LPN to BSN Degree Online
LPN to Bachelor of Science in Nursing (BSN) programs are bridge programs that help licensed practical nurses earn a bachelor's degree, which in turn can prepare them to become registered nurses. Read on to review the typical curriculum, learn how online and blended programs work in this field, and see the career outlook and salary potential for registered nurses.
Are There LPN-to-BSN Programs Online?
You can find some opportunities to enroll in a Licensed Practical Nurse (LPN) to Bachelor of Science in Nursing (BSN) program online. In many cases, you still have to attend some on-campus courses.
Usually in this type of transitional program, you spend most of your time in labs and clinical practicums gaining hands-on experience that is necessary to become a registered nurse (RN), so wholly online programs are rare. Upon completion of the program, you're eligible to sit for the National Council Licensure Examination for Registered Nurses (NCLEX-RN), which you must pass in order to practice in every U.S. state.

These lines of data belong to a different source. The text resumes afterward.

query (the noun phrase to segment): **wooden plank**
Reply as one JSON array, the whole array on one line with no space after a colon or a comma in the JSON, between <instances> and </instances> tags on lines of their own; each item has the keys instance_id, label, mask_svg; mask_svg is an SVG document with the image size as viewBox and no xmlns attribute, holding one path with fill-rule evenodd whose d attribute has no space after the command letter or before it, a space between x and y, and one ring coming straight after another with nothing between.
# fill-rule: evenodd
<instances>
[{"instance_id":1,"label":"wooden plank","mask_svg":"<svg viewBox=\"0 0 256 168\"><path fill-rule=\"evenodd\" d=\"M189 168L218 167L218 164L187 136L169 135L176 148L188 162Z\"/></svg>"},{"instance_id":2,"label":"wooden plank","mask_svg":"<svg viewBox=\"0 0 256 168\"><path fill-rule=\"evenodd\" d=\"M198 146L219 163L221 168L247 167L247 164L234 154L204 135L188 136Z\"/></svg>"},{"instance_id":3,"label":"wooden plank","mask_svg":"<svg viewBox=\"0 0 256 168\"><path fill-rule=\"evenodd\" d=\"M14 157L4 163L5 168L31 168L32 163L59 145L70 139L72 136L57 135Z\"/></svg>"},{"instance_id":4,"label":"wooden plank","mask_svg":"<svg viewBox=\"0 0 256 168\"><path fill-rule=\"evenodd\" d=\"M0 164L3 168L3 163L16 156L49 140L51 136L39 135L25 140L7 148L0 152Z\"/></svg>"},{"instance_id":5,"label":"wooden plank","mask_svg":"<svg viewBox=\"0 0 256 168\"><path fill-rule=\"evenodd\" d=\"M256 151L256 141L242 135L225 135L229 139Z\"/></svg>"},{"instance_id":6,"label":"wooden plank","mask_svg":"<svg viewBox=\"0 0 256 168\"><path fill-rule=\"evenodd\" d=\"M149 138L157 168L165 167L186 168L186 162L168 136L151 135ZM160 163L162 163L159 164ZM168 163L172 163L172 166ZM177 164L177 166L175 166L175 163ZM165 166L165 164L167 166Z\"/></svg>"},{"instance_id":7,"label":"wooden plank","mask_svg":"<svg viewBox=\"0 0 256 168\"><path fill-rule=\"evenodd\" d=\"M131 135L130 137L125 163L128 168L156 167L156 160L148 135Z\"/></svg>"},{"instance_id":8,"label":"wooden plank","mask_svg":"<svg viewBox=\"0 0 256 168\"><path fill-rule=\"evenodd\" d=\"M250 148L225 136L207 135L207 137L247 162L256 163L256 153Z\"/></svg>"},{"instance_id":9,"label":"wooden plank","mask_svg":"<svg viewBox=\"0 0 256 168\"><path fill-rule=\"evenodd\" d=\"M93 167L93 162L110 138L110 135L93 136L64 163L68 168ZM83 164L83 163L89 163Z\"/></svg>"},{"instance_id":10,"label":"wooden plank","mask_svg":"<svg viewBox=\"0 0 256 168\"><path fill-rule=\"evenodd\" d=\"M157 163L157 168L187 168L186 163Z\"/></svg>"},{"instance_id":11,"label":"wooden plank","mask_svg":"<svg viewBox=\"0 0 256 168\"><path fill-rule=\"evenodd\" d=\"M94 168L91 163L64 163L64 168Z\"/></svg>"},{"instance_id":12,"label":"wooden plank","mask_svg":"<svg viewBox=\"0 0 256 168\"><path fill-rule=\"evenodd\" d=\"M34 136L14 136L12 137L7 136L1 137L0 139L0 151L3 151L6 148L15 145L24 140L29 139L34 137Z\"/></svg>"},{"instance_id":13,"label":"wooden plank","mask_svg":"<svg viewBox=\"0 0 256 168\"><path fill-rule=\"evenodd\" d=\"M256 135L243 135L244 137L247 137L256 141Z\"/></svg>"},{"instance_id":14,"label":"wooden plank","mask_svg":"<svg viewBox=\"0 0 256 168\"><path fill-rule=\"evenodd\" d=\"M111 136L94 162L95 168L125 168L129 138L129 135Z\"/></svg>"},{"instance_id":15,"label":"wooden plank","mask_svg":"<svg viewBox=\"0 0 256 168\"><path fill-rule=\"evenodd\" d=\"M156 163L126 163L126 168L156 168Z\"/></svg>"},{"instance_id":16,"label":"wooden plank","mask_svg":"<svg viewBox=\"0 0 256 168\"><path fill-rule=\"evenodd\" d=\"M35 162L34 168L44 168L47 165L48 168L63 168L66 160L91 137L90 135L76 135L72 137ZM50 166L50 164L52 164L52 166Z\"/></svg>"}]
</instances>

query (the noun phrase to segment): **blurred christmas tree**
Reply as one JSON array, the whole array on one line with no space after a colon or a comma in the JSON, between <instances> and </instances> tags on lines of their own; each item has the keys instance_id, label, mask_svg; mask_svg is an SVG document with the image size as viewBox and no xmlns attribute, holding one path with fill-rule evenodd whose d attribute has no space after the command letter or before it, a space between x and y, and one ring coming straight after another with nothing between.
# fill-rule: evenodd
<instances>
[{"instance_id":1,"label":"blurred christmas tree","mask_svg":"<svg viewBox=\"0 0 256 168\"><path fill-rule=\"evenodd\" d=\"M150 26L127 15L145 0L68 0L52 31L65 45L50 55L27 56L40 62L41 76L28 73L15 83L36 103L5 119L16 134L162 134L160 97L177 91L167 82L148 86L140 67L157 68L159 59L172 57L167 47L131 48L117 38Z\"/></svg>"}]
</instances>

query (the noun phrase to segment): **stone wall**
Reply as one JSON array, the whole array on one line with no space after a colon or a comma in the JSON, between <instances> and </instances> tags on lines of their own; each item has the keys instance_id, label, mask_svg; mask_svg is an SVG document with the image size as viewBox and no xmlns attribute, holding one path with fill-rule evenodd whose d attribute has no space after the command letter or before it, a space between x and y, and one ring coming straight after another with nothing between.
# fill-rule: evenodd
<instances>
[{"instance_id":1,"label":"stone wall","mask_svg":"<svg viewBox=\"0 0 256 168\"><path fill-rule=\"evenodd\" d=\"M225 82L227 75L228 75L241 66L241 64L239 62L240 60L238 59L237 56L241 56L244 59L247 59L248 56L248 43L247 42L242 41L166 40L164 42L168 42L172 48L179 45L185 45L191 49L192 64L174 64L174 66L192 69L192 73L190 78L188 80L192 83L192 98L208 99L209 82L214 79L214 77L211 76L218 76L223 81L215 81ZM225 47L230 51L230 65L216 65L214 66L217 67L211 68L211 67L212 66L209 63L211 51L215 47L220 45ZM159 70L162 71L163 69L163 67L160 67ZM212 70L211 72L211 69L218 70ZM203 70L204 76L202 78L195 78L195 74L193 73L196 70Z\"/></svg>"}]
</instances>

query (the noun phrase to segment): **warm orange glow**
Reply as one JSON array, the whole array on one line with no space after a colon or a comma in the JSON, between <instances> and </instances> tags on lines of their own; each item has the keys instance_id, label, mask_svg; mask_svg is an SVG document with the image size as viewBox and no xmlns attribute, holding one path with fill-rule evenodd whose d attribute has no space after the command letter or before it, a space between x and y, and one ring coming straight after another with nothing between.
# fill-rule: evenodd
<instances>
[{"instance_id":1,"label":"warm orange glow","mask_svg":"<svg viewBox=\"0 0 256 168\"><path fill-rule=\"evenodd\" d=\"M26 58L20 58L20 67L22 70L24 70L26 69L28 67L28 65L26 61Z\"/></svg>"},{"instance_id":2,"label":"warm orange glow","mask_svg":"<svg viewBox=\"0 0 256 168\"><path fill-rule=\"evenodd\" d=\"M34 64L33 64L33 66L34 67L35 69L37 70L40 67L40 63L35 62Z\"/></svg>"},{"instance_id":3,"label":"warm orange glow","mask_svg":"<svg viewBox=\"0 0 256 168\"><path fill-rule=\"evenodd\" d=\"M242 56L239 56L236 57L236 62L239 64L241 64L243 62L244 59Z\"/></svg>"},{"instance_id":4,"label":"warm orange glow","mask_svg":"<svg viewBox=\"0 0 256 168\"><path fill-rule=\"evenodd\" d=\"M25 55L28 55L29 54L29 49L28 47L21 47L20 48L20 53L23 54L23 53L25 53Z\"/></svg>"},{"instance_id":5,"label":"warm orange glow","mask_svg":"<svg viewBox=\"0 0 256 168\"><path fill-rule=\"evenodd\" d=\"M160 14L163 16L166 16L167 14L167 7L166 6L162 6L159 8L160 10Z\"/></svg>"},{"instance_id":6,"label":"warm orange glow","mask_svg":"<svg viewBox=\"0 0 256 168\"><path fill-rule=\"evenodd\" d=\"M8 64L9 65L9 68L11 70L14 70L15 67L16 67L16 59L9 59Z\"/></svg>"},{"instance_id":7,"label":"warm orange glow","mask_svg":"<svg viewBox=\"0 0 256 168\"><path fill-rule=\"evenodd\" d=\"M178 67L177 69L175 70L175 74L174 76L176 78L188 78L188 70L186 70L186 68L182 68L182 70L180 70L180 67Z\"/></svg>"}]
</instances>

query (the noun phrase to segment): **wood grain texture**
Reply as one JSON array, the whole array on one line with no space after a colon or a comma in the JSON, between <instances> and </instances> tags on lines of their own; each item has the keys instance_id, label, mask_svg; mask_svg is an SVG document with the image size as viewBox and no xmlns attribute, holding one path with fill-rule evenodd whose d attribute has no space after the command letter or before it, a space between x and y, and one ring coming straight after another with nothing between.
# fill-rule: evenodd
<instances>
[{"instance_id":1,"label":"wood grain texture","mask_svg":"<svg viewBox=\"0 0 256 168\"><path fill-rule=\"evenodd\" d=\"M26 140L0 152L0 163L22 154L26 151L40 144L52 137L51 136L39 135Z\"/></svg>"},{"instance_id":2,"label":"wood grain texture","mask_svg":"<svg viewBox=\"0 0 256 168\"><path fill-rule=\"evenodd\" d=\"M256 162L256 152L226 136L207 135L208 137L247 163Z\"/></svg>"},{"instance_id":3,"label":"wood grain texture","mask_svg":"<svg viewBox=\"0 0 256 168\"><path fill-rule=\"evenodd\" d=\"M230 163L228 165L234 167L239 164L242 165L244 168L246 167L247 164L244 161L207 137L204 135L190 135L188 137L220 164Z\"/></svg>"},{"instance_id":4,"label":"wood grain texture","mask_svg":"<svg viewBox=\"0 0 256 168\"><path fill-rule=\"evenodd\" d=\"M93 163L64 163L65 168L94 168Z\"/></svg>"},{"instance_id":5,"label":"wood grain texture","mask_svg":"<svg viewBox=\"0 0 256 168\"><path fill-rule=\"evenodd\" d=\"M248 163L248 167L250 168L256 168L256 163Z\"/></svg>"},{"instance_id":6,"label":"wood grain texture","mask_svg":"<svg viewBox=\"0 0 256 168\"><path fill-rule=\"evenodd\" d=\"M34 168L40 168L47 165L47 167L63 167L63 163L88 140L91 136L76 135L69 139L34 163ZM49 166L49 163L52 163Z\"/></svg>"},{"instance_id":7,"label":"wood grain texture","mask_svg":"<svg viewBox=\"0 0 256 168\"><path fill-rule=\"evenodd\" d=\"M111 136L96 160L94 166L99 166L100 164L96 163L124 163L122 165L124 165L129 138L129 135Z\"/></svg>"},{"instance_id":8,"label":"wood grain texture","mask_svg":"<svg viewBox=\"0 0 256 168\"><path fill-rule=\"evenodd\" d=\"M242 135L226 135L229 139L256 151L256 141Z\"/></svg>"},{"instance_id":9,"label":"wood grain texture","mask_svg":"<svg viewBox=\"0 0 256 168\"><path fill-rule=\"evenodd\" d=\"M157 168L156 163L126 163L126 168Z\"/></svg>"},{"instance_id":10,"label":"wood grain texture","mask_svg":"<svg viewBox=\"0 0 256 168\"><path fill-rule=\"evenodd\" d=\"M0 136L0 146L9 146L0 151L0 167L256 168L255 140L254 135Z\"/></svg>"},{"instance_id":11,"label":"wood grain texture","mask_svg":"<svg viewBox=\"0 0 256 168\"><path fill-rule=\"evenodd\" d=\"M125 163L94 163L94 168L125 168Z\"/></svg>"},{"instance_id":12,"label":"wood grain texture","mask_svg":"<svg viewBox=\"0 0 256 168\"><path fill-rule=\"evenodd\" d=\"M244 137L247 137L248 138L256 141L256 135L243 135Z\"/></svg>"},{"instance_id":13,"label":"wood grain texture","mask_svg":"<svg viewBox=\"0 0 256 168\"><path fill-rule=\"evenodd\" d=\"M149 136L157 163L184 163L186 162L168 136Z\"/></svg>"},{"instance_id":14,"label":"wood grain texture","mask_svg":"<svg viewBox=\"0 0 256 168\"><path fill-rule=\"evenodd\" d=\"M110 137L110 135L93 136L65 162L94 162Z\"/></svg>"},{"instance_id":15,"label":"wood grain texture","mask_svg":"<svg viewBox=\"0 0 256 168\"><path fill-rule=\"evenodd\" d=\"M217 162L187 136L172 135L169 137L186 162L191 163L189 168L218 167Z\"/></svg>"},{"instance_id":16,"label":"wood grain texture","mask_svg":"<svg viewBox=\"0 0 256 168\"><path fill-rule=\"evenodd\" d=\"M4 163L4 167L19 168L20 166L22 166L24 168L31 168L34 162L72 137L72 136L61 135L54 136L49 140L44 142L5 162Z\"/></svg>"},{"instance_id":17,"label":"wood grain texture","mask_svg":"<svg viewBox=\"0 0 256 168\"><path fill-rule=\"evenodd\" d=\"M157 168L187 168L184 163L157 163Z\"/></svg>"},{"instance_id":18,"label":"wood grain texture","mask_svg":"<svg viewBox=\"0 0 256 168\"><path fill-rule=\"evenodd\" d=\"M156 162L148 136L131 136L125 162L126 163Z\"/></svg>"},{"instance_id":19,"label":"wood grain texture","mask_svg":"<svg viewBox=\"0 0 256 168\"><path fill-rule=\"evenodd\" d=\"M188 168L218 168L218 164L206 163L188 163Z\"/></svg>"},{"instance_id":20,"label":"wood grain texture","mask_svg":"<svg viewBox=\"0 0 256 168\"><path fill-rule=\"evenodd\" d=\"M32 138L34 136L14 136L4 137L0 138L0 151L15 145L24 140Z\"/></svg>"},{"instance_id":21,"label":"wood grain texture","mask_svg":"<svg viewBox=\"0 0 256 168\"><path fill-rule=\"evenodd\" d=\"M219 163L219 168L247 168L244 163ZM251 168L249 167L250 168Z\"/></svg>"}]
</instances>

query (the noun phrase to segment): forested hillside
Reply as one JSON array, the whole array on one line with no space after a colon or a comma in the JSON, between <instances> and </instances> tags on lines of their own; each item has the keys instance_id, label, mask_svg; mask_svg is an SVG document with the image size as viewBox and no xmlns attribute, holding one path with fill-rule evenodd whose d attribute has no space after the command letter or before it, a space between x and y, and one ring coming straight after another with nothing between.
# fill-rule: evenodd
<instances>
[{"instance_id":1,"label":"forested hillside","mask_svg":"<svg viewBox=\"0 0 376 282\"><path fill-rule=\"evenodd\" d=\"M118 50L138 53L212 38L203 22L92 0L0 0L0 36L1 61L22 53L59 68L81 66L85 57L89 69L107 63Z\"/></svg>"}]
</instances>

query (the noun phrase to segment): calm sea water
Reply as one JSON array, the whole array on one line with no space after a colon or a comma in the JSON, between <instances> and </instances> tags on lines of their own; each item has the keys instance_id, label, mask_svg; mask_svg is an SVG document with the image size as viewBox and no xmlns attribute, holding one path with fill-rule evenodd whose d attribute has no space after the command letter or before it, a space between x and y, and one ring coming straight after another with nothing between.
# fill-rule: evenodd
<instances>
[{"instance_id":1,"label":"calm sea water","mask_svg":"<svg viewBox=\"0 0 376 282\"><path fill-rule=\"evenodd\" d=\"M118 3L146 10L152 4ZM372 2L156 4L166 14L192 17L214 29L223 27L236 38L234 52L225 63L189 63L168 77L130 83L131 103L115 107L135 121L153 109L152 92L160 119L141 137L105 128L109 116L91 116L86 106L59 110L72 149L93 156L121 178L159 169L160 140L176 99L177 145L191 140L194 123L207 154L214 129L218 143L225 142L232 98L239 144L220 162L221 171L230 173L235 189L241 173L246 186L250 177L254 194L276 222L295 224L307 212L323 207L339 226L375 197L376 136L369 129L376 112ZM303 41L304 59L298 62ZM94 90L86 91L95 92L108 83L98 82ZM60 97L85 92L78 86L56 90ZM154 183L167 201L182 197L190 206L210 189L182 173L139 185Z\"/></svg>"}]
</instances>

|Online Availability||Hybrid programs are offered most often.|
|Common Courses||Human anatomy, psychology, nutrition, physiology|
|Median Salary (2018)||$71,730 (for all registered nurses)*|
|Job Outlook (2016-2026)||15% growth (for all registered nurses)*|
Source: *U.S. Bureau of Labor Statistics
What Will I Learn in the LPN-to-BSN field?
You integrate your existing knowledge of research, communication and technology with the exploration of advanced nursing practices. Introductory courses typically cover human anatomy and physiology, psychology, nutrition and chemistry. Some programs offer a course that discusses the transition from working as a LPN to working as a RN. Higher-level courses cover public health, research, community-based care and leadership.
You spend a lot of time learning through hands-on experience, even if you enroll in an online program. You may need to attend on-campus courses during the summer or secure your own clinical opportunities at facilities local to your home.
Why Should I Enroll?
According to the U.S. Bureau of Labor Statistics (BLS), you can become an RN with an associate's degree, but earning a BSN provides you with many more advancement opportunities. If you want to work in teaching, consulting or administration within the nursing industry, you usually need at least a bachelor's degree, reports the BLS (www.bls.gov). Also according to BLS, in 2018 the median salary for registered nurses was $71,730.